Again, the same director as my previous Althouse comment (re: Gatsby): Whit Stillman. Some great picks too.

Palladian said...

But again, even with all that said, how many people actually love it? How many people take joy at and look forward to rewatching it?

Who knows and who cares? I love it and I've watched it many, many times. For me, as I wrote upthread, the sheer technical brilliance of it, the fearlessness, the visual beauty, the perfect casting— all of these qualities are exhilarating, engrossing and endlessly rewarding. On top of all of that, it's actually entertaining; people who don't care about the technical or aesthetic aspects of film at all easily become wrapped up in it.

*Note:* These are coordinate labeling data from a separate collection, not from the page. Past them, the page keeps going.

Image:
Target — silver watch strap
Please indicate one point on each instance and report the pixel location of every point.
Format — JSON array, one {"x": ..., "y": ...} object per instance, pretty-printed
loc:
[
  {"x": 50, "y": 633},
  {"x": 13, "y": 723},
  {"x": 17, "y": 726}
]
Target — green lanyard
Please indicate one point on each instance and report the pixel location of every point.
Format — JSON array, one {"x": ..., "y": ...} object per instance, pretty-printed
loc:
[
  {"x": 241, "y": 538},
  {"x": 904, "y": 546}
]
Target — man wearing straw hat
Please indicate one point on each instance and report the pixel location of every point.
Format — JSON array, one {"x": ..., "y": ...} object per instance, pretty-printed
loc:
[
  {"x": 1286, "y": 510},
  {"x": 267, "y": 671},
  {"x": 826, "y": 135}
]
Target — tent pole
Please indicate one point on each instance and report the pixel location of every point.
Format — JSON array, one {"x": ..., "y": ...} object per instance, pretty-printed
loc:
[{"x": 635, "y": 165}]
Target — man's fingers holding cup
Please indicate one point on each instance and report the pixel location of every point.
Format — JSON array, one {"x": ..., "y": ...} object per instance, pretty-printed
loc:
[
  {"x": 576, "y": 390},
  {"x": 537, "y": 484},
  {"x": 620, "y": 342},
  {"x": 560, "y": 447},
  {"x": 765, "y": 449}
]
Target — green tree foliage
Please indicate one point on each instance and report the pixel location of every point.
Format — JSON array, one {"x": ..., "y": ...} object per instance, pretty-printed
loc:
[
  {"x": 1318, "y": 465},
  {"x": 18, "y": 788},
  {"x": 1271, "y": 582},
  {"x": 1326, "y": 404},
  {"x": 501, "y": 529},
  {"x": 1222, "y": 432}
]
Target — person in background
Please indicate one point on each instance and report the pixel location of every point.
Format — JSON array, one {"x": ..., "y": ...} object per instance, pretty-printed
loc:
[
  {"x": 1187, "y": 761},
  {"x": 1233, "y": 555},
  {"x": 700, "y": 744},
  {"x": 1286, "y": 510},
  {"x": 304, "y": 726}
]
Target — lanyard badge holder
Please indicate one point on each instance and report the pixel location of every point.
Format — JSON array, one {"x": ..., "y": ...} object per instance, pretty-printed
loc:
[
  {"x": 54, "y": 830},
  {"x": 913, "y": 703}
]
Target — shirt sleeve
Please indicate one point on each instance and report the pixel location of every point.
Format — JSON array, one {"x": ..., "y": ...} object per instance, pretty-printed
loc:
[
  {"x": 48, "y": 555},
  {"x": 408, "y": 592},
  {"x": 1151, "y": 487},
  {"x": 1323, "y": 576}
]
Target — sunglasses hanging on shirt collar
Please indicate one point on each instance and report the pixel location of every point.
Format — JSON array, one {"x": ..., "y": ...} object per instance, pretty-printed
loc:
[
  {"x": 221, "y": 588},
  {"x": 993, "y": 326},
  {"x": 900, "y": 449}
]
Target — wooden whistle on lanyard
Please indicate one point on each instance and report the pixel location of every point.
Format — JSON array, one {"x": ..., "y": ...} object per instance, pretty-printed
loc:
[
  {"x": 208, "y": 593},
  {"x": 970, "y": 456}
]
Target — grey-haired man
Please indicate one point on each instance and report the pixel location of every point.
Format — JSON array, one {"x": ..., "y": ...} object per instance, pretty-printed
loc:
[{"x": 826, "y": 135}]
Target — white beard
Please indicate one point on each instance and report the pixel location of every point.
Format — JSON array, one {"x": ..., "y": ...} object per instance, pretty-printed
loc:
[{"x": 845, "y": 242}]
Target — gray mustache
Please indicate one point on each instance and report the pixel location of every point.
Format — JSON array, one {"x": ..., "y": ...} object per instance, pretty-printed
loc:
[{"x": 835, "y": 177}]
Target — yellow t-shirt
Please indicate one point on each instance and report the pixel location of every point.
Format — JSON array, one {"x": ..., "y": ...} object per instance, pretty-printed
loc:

You can argue (and I would) about the merits of Bergman's Cries And Whispers, but you also have to concede that it's beyond the grasp or taste of a significant number of people. Anyone can watch and enjoy Kane. Calling one film the "greatest movie ever made" is a ridiculous conceit that interests me not at all. But Kane is certainly of the highest order of cinematic achievement.

Saint Croix said...

Citizen Kane (1941) Orson Welles' first film, and his best. It's a diatribe against capitalism, and is a little silly in places. Did they sell the kid to the bank? I think they sold him to the bank. It's a big movie, ambitious, pretentious, and highly original. Toland's cinematography is breathtaking, and the use of sound sets the standard. Also the acting is phenomenal. Orson has an undeniable screen presence. And he was unafraid to take risks. For instance, he often did odd or unusual things with his camera. This film is filled with "look at me!" shots. It's a visually fascinating film--it doesn't look like any film from the classic era--and it's an influential film. Welles did a lot of close-ups, and often put his camera extremely low, giving the characters (and the film) a giant quality. This is visually exciting and cool, but it also has a tendency to fracture the narrative and take us out of the movie. Welles violates many of the cardinal rules of filmmaking, rules designed to engage the audience emotionally with the story. His cinematic style leaves us in the audience feeling a little cold toward the characters, who aren't particularly likable anyway. It's a negative film about humanity, really, and a sad film. And yet you don't cry for any of these characters. It's a brilliant and cold work of art.

Quaestor said...
This comment has been removed by the author.